The local metrics show larger fluctuation across subjects. Analysis of nodal strength, betweenness centrality, path length, clustering coefficients shows that the mean CV values are much higher than those of global metrics. These data suggest that the specific aspects of the network structure may have a large regional variation from subject to subject.

In practice, the weighted network needs to be thresholded before network analysis, though thresholding may have an adverse effect on the measured global metrics and their variability. The global efficiency characterizes the integrity of the network. Because a connection with a very small weight (corresponding to a long path) has no advantage over shorter paths across several nodes, the global efficiency is very stable against thresholding (Fig. 6c) and so is its ICC (Fig. 10). Other metrics, such as clustering coefficient and maximized modularity, which are more or less related to segregation, can be influenced by thresholding. Our results show that, besides global efficiency, the intra-class correlation coefficients under thresholding showed small variation for clustering coefficient, maximized modularity and diversity. The ICCs for small-worldness index and path length are more sensitive to thresholding.

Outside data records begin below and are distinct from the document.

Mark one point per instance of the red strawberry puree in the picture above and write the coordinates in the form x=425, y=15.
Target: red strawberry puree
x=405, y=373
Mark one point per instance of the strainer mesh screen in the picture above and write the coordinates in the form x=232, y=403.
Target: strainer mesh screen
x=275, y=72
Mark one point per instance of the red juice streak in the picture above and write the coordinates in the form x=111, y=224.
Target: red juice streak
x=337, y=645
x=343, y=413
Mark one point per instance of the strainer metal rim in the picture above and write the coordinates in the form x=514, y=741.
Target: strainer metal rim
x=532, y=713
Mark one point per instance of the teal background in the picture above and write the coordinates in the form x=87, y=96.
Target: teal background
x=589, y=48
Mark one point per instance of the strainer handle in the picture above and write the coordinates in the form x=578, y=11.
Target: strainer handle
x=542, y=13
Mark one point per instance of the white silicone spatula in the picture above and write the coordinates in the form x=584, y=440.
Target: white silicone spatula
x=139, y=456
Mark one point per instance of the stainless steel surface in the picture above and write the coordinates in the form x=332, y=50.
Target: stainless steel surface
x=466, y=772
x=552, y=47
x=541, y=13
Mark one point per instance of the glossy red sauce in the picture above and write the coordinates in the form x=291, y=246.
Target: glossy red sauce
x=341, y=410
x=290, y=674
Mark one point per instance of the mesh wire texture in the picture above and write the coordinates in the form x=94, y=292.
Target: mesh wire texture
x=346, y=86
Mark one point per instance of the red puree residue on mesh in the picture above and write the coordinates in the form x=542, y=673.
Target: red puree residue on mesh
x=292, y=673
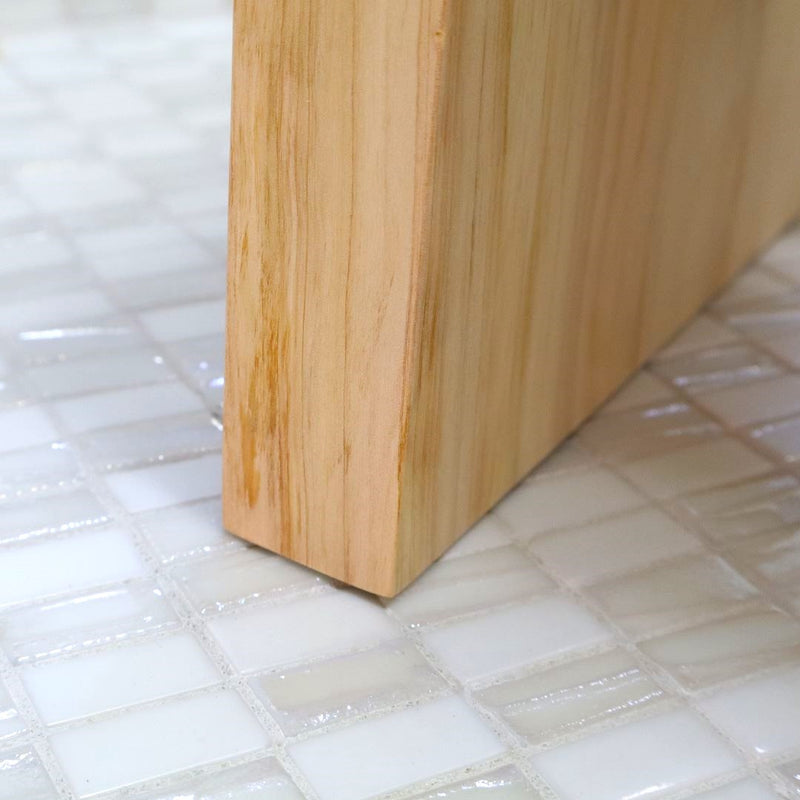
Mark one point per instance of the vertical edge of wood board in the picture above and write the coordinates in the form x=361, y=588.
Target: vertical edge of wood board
x=457, y=227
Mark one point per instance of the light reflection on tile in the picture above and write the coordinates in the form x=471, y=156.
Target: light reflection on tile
x=760, y=715
x=574, y=696
x=506, y=783
x=84, y=621
x=22, y=776
x=707, y=654
x=661, y=754
x=673, y=513
x=331, y=691
x=142, y=744
x=675, y=594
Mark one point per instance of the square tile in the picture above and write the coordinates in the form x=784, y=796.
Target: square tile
x=791, y=774
x=265, y=637
x=501, y=641
x=188, y=531
x=747, y=789
x=55, y=565
x=506, y=783
x=647, y=758
x=23, y=776
x=456, y=586
x=148, y=488
x=775, y=555
x=146, y=743
x=11, y=723
x=647, y=431
x=93, y=683
x=59, y=513
x=781, y=438
x=85, y=621
x=228, y=581
x=393, y=751
x=318, y=695
x=185, y=322
x=540, y=505
x=708, y=654
x=263, y=778
x=717, y=368
x=755, y=402
x=692, y=469
x=25, y=427
x=676, y=594
x=573, y=697
x=125, y=406
x=614, y=545
x=761, y=715
x=703, y=331
x=745, y=508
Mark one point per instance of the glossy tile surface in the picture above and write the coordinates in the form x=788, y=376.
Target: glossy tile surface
x=625, y=624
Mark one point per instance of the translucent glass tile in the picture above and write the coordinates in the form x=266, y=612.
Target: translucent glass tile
x=187, y=531
x=791, y=774
x=760, y=715
x=11, y=723
x=96, y=682
x=152, y=441
x=23, y=776
x=404, y=747
x=247, y=576
x=262, y=779
x=29, y=473
x=84, y=621
x=661, y=754
x=692, y=469
x=510, y=638
x=338, y=689
x=708, y=654
x=647, y=430
x=60, y=564
x=144, y=744
x=567, y=647
x=263, y=637
x=541, y=504
x=460, y=585
x=748, y=507
x=614, y=545
x=690, y=589
x=717, y=368
x=573, y=697
x=506, y=783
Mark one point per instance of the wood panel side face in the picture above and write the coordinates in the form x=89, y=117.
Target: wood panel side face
x=587, y=173
x=330, y=128
x=770, y=194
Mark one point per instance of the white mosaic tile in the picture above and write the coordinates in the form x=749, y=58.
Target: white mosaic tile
x=573, y=697
x=404, y=747
x=761, y=715
x=143, y=744
x=648, y=758
x=645, y=572
x=514, y=637
x=271, y=636
x=93, y=683
x=23, y=776
x=71, y=563
x=615, y=545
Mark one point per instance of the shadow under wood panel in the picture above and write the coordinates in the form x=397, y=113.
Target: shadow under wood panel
x=457, y=227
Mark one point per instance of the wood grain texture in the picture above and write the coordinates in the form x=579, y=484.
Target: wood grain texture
x=457, y=226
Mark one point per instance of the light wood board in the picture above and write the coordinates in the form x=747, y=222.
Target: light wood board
x=457, y=227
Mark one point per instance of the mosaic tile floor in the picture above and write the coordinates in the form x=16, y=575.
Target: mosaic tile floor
x=624, y=625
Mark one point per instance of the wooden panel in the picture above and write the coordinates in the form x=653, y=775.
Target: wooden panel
x=457, y=227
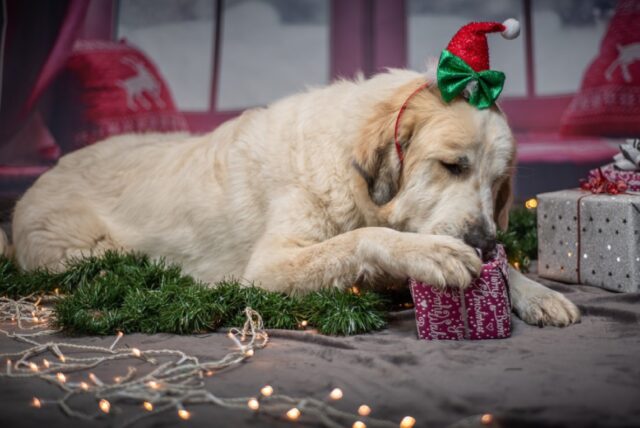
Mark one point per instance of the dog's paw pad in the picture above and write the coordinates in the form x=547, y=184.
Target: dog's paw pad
x=548, y=309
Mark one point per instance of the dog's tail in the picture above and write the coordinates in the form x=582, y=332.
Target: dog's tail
x=6, y=248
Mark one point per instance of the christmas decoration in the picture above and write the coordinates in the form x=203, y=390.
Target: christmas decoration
x=463, y=68
x=131, y=293
x=608, y=102
x=520, y=240
x=175, y=381
x=113, y=88
x=590, y=238
x=103, y=295
x=481, y=311
x=625, y=168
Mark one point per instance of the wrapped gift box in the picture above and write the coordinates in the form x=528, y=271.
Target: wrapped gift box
x=593, y=239
x=481, y=311
x=631, y=178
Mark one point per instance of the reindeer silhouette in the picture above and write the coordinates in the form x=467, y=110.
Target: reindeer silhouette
x=627, y=54
x=140, y=84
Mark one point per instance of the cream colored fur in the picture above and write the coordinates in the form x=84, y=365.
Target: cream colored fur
x=304, y=194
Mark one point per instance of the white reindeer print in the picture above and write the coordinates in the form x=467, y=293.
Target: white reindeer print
x=141, y=87
x=627, y=54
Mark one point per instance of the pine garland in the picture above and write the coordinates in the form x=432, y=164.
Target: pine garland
x=132, y=293
x=520, y=240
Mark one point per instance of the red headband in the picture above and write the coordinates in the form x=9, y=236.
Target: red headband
x=402, y=109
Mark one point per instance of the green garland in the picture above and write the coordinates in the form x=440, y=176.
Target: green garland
x=521, y=238
x=131, y=293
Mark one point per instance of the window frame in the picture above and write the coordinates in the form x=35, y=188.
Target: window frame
x=530, y=113
x=366, y=36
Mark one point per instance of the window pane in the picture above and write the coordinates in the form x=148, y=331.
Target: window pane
x=431, y=24
x=271, y=48
x=567, y=36
x=178, y=37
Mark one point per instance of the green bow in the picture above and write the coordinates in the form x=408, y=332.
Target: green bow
x=454, y=74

There are several sources that contribute to the variation of the edge weights. Noise in the DTI data, spatial resolution and partial volume effects may affect the quality of fiber quantification. The tractography algorithm, including number of random seeds in fiber tracking, can also have some effect on the variance of network. Specifically, fewer random seeds will lead to larger variance in the number of fibers from fiber tracking, although the effect in this study was diminished by choosing 30 seeds per voxel in fiber tracking (Cheng et al., 2011). In addition, the reliability of network construction relies on the accuracy of parcellation and the mapping to DTI image space. The parcellation can have errors due to SNR limitations of the T1- weighted image or the algorithm itself. The registration between T1-weighted image and DTI can also have some errors due to image distortion and partial volume effects. All these factors affect the test–retest reliability of structural networks. The ICC analysis can be useful for experiment design and data processing. For instance, low ICC values indicate a need for more subjects in practical studies to obtain sufficient statistical power, more sophisticated tractography methods, or a need to improve the quality of data acquisition. Despite many findings of alteration of some network metrics in diseases and neuropsychological patients, the moderate values of ICC indicate that structural network constructed from DTI is still facing some technical challenge before being used as a reliable biomarker.

In summary, weighted networks were constructed for healthy adults based on DTI streamline fiber tracking and FreeSurfer parcellation. The backbone network was extracted and its variability across subjects was investigated. Our results show that weighted network is very distinctive from its binary version in a variety of topological properties. For weighted networks, considerable intra-subject and inter-subject variance was observed on the edge weights, causing variances in network metrics at different levels. However, the intraclass correlation analysis indicates a reasonably high reproducibility for several global metrics.